Per molti la personalità poetica di Ungaretti è legata alla sua produzione giovanile, in particolare a L’allegria, scritta negli anni della Grande Guerra.

I versi sopra riportati non mostrano tuttavia alcuna caratteristica che li differenzi da una normale coppia di settenari. Anche la metafora della precarietà non è particolarmente audace. Semmai colpisce la dolcezza dell’immagine autunnale a esprimere la crudezza della guerra, ma neppure quest’opposizione è ignota ai classici.

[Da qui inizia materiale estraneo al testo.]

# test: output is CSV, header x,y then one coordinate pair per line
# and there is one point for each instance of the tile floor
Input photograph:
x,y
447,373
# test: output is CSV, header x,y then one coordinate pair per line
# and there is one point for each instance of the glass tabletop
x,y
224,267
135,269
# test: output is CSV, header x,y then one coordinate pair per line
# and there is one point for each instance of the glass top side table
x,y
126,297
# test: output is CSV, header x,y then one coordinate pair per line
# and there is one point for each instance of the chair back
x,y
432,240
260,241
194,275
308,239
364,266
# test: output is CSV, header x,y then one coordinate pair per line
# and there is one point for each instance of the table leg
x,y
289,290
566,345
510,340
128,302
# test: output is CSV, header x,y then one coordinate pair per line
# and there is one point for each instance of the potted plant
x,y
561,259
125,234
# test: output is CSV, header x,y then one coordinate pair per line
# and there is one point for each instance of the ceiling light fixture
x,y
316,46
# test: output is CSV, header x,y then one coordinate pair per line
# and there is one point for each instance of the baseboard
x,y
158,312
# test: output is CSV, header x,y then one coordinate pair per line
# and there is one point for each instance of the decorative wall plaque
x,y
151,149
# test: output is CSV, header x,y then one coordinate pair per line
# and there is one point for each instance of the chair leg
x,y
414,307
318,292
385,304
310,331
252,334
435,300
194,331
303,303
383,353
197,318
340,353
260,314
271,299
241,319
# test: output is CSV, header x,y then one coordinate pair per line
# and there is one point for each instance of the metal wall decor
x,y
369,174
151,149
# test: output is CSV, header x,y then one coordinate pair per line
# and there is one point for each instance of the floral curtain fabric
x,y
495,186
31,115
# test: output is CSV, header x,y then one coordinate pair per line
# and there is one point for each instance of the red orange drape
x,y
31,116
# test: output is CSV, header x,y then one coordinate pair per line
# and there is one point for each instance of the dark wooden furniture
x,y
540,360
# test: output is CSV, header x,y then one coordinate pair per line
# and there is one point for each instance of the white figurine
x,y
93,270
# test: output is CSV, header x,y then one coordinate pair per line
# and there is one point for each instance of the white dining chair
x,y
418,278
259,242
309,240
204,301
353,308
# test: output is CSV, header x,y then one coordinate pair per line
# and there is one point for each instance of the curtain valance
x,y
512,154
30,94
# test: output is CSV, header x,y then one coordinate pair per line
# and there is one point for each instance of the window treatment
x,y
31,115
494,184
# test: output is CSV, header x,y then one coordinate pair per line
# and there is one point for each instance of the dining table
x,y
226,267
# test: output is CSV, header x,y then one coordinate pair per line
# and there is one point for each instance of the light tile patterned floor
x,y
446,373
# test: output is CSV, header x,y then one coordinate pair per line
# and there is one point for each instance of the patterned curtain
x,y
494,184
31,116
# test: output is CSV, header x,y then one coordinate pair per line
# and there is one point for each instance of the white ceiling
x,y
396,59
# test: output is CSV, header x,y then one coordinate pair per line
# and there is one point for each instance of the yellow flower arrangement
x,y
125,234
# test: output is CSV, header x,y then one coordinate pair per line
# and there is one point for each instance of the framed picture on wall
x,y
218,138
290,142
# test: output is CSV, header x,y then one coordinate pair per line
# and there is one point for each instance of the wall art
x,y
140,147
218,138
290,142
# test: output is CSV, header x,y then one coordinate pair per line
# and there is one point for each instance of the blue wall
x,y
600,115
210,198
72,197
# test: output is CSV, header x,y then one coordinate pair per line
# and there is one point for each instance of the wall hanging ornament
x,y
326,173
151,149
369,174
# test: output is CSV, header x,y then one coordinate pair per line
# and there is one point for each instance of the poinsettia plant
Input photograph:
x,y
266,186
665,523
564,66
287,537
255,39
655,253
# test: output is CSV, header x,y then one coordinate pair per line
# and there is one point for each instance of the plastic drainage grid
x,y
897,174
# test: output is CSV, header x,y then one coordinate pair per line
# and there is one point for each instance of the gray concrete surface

Anche il verso più citato di Ungaretti:

“M’illumino d’immenso”,

indubbiamente assai felice nel condensare in brevissimo spazio un’impressione di infinito, non mi sembra spalancare le porte della poesia italiana a impensate avventure letterarie. Come ogni novità, anche quella dell’impressionismo ungarettianno, per essere colta nella sua singolarità va riferita al suo UCL – in questo caso alla tradizione pascoliana, crepuscolare di quegli anni Non sono un critico letterario e tanto meno un approfondito conoscitore della lirica italiana; la mia preferita tra le poesie di Ungaretti è tuttavia:

In Memoria
 
Si chiamava

Moammed Sceab


Discendente

di emiri di nomadi

suicida

perché non aveva più

Patria

Amò la Francia

e mutò nome


Fu Marcel

ma non era Francese
e non sapeva più

vivere

nella tenda dei suoi

dove si ascolta la cantilena

del Corano

gustando un caffè


E non sapeva 
sciogliere

il canto

del suo abbandono


L’ho accompagnato

insieme alla padrona dell’albergo

dove abitavamo

a Parigi

dal numero 5 della rue des Carmes

appassito vicolo in discesa.


Riposa

nel camposanto d’Ivry

sobborgo che pare

sempre

in una giornata

di una

decomposta fiera


E forse io solo

so ancora 
che visse


Non so se a commuovermi tuttora sono i frantumati versi di Ungaretti o il loro contenuto, oggi, nell’era delle grandi migrazioni, delle disperazioni di massa, di Sarkozy e della Lega.